Hopefully, you can see that this assembly code loop takes one millisecond to execute. Well, more or less. Actually a tiny bit more, because we initialize r3 at the top of the loop, which takes time that isn't accounted for in the calculations. But all in all, the code should make straightforward sense to you.

After the inlined assembly code, there's a colon followed by a comment. This is the output list. The output list tells the GCC tools which registers are the output of our assembly code, and how to map those registers to variables in the C code. Since we don't have an output value to our delay routine, this list is empty.

After that is a colon and the input list where we map the C variable loopsPerMillisecond to a register labeled loopsPerMillisecond in the assembly code. (The assembler and the compiler use different symbol tables.) I don't want to dive into the particulars of the syntax here; do a Google search for GCC inline assembly to learn more.

After that is a colon with our "clobber list," which includes r3 and cc. This tells GCC that when our assembly finishes running, these two registers may have different values than when our code started. So if GCC was using these registers, it'll have to reload them. In our case, r3 is the loop counter, and cc is the processor condition register, which includes the zero (Z) flag that is affected by the subtraction statement and is the trigger for our conditional branch.

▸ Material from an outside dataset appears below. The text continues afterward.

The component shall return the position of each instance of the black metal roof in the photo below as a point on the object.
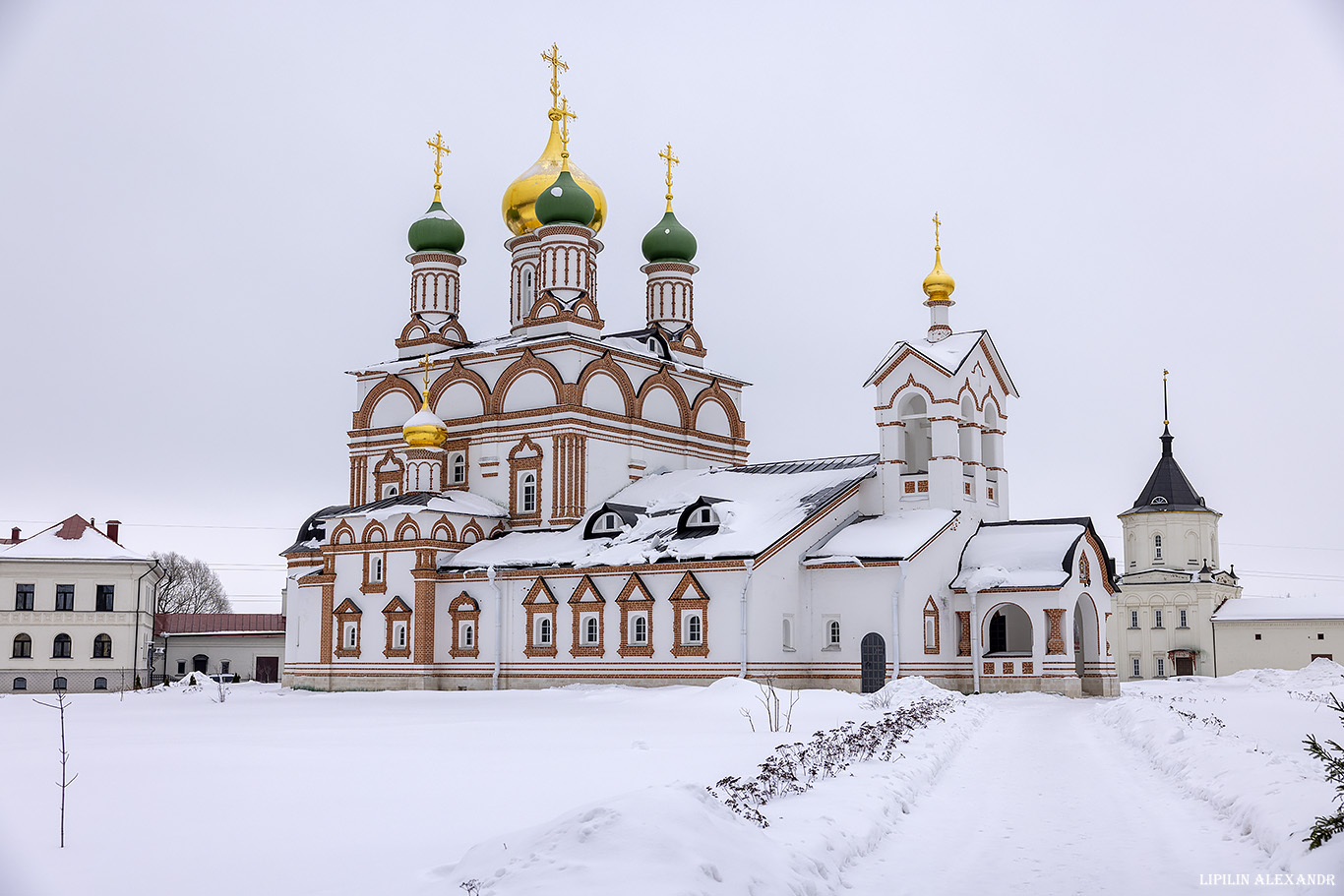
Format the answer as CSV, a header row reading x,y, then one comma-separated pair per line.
x,y
1168,489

All in all, pretty simple, eh?

Alas, there is one further complication. The compiler might look at this code and optimize it away. We need to tell the complier not to do that. If you're using the GCC compiler, you can do this by putting an attribute on the function's declaration, like so:

void delay_ms(unsigned int msDelay, unsigned int f_clk) __attribute__ ((optimize(0)));

Don't take my word, for it, though. Check for yourself. Compile the code with the debug configuration (which typically is set to no optimization) and the compile in the release configuration (which is typically optimized) and compare the compiler's output. I did and found that both compile to the same instructions. In my case, the compiler left my loop intact even without the optimize attribute, but since there's no guarantee that this will always be the case, I left the attribute in my code.

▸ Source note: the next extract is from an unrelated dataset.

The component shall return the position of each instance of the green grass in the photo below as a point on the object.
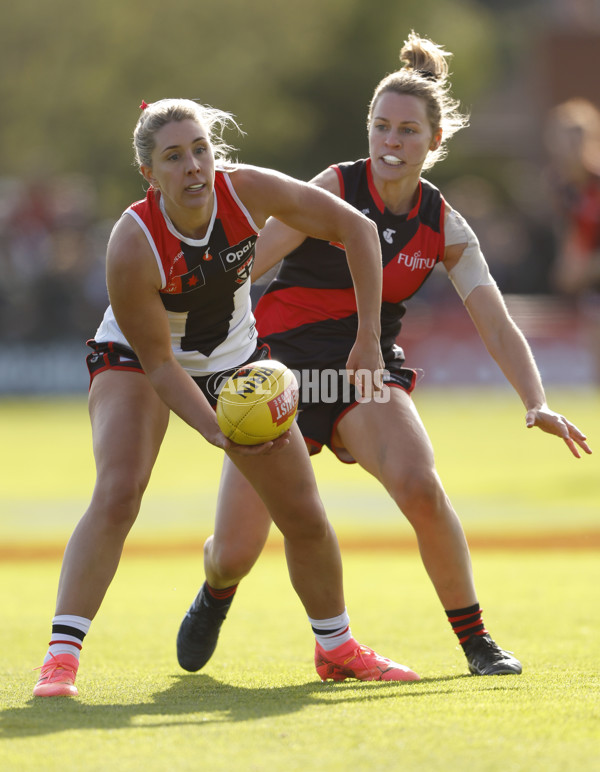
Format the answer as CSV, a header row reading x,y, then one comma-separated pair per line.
x,y
500,476
259,705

One more time, folks: remember, I'm not an expert in any of this. My college degree is in biology. Any idiot, even me, can put a blog up on the web and sound like he knows what he's talking about. Much more experienced and knowledgeable people are likely to post in the comments so read what they have to say. Lastly, for goodness sake, don't take ANYTHING I say as gospel.

I hope this helps some of you, and happy coding!